# 93 Altima Fuel problems



## WinterBeater (Jun 22, 2006)

Hi, I'm a :newbie: 

I own a 93 Altima with 175,000 miles, and the problem is in the last 30k miles my mechanic has replaced 2 fuel pumps and now the car still runs like crap. It's sluggish, hesitates and sometimes stalls out, but not recently though  

I've read somewhere that it might be the fuel pressure regulator but I am not sure. The mechanic says he doesn't know why the pump is dying  

Do you guys think it sounds like the regulator? Anyone have the same problems?

John


----------



## Darktide (Jul 29, 2004)

have you tried replacing the fuel filter? If its clogged it could be making the pump work far too hard. If your mechanic hasn't replaced that after even the first pump I'd doubt his ability but I'll give him the benefit of the doubt.

Next, has he cleaned out the fuel tank when he changed the pump? If there is some serious gunk in the bottom it could be clogging the fuel strainer, but that should be a pretty dead giveaway.

I hope that helps at all. Good luck.

Darktide


----------



## LONDONDERRY (May 19, 2004)

WinterBeater said:


> Hi, I'm a :newbie:
> 
> I own a 93 Altima with 175,000 miles, and the problem is in the last 30k miles my mechanic has replaced 2 fuel pumps and now the car still runs like crap. It's sluggish, hesitates and sometimes stalls out, but not recently though
> 
> ...



Is you mechanic sure its the fuel pump an dnot somthing else?
Is the engine light on?
Have you checked the fuel injectors?


----------



## WinterBeater (Jun 22, 2006)

Well my mechanic is not exactly the greatest, but the fuel filter has been changed when the pump was changed. There was some gunk in the tank, don't know if there still is. I am not sure about the fuel injectors, he has not really mentioned them much.


----------



## WinterBeater (Jun 22, 2006)

LONDONDERRY said:


> Is you mechanic sure its the fuel pump an dnot somthing else?
> Is the engine light on?
> Have you checked the fuel injectors?


No check engine light. Where is a good place online to buy Altima fuel parts? I am not looking to dump a bunch more money into this p.o.s. I just wish it was more reliable, there is no telling when it will leave me stranded again.


----------



## LONDONDERRY (May 19, 2004)

WinterBeater said:


> No check engine light. Where is a good place online to buy Altima fuel parts? I am not looking to dump a bunch more money into this p.o.s. I just wish it was more reliable, there is no telling when it will leave me stranded again.

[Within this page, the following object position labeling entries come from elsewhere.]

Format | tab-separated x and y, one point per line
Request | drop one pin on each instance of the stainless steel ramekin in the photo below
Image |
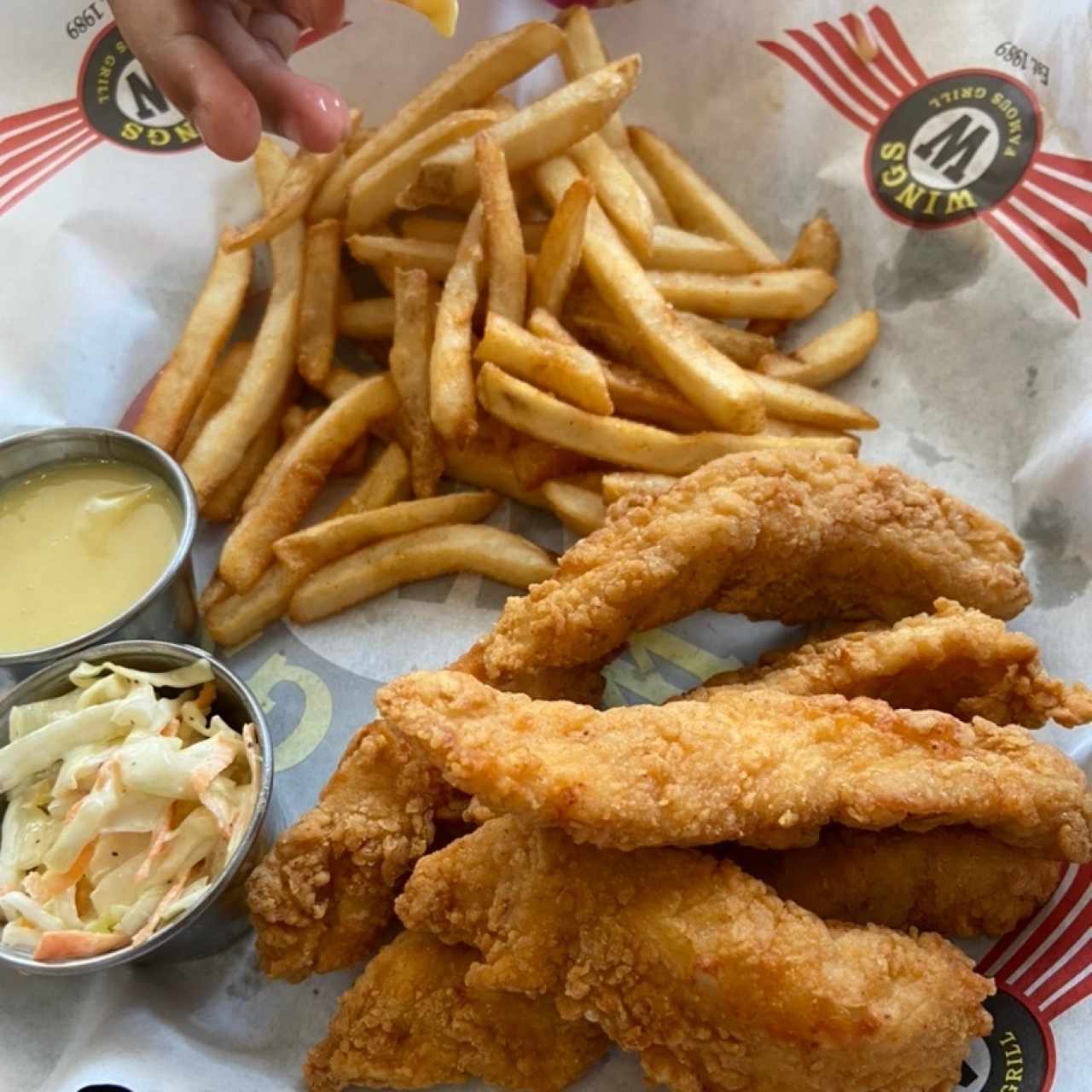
167	611
221	916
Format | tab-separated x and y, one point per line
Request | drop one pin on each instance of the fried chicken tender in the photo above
708	974
956	881
792	535
758	767
956	661
410	1022
324	893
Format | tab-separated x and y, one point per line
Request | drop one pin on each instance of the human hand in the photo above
224	65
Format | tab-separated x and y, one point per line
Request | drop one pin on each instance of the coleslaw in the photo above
125	804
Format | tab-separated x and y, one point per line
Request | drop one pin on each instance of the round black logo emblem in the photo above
121	102
955	148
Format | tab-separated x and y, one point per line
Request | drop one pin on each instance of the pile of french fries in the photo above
556	307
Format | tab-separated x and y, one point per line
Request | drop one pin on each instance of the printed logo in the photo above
952	148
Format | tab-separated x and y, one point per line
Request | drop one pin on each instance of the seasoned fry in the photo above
480	73
311	549
451	379
374	195
560	257
508	262
621	199
579	509
614	439
828	357
249	549
367	319
537	133
421	555
414	324
697	206
770	293
183	381
318	308
569	371
723	391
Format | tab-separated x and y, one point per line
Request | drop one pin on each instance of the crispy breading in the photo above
708	974
956	661
791	535
757	767
410	1022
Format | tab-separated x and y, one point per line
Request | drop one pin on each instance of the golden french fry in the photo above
508	262
488	66
584	54
451	378
222	444
696	205
249	549
318	308
560	257
829	356
225	378
375	194
621	199
385	483
421	555
706	377
414	323
769	293
367	319
675	249
614	439
537	132
569	371
186	375
579	509
306	552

I am thinking you mentioned the car acts sluggish, hesitates and sometimes stalls out. These are all so typical signs of the intake manifold gasket leaking or distributor issues. Has your car ever had either one of these replaced? Plus the milage you mentioned is about the time when these components start to fail out

One way to check the fuel injectors is with the car running, unplug one injector at a time. If the car sounds like it goign to stall out then the injector is working. If not then you might have a bad injector. 

As for reliablility, very few 13 year old car don't have any problmes with them. I have 200,000 on mine and it runs fine.

Frank


----------



## WinterBeater (Jun 22, 2006)

LONDONDERRY said:


> I am thinking you mentioned the car acts sluggish, hesitates and sometimes stalls out. These are all so typical signs of the intake manifold gasket leaking or distributor issues. Has your car ever had either one of these replaced? Plus the milage you mentioned is about the time when these components start to fail out
> 
> One way to check the fuel injectors is with the car running, unplug one injector at a time. If the car sounds like it goign to stall out then the injector is working. If not then you might have a bad injector.
> 
> ...



Very true, how would I do the injector thing? Where are they located and what do I have to remove? As you can see I am not the most mechanically inclined! Oh and I checked the outside of the distributor and there is oil underneath it. I didn't remove it but there is oil or gunk on the underside of it. I'm thinking this needs to be replaced. Thank you.


----------



## LONDONDERRY (May 19, 2004)

WinterBeater said:


> Very true, how would I do the injector thing? Where are they located and what do I have to remove? As you can see I am not the most mechanically inclined! Oh and I checked the outside of the distributor and there is oil underneath it. I didn't remove it but there is oil or gunk on the underside of it. I'm thinking this needs to be replaced. Thank you.



You found your problem. Oil present in the distributor will cause the issues your having. Replace the distributor will fix it.


----------